One strategy for trying to actually converge at the global minimum is to slowly decrease α over time . For example \alpha = \dfrac{\text{const1}}{\text{iterationNumber + const2}}

However, this is not often done because people don't want to have to fiddle with even more parameters.

Online Learning

With a continuous stream of users to a website, we can run an endless loop that gets (x,y), where we collect some user actions for the features in x to predict some behavior y.

You can update θ for each individual (x,y) pair as you collect them. This way, you can adapt to new pools of users, since you are continuously updating theta.

Map Reduce and Data Parallelism

We can divide up batch gradient descent and dispatch the cost function for a subset of the data to many different machines so that we can train our algorithm in parallel.

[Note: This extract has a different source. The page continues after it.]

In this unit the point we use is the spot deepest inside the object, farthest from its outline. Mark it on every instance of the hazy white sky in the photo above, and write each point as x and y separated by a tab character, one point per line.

You can split your training set into z subsets corresponding to the number of machines you have. On each of those machines calculate \displaystyle \sum_{i=p}^{q}(h_{\theta}(x^{(i)}) - y^{(i)}) \cdot x_j^{(i)}, where we've split the data starting at p and ending at q.

MapReduce will take all these dispatched (or 'mapped') jobs and 'reduce' them by calculating:

\Theta_j := \Theta_j - \alpha \dfrac{1}{z}(temp_j^{(1)} + temp_j^{(2)} + \cdots + temp_j^{(z)})

For all j = 0, \dots, n.

This is simply taking the computed cost from all the machines, calculating their average, multiplying by the learning rate, and updating theta.

Your learning algorithm is MapReduceable if it can be expressed as computing sums of functions over the training set . Linear regression and logistic regression are easily parallelizable.

For neural networks, you can compute forward propagation and back propagation on subsets of your data on many machines. Those machines can report their derivatives back to a 'master' server that will combine them.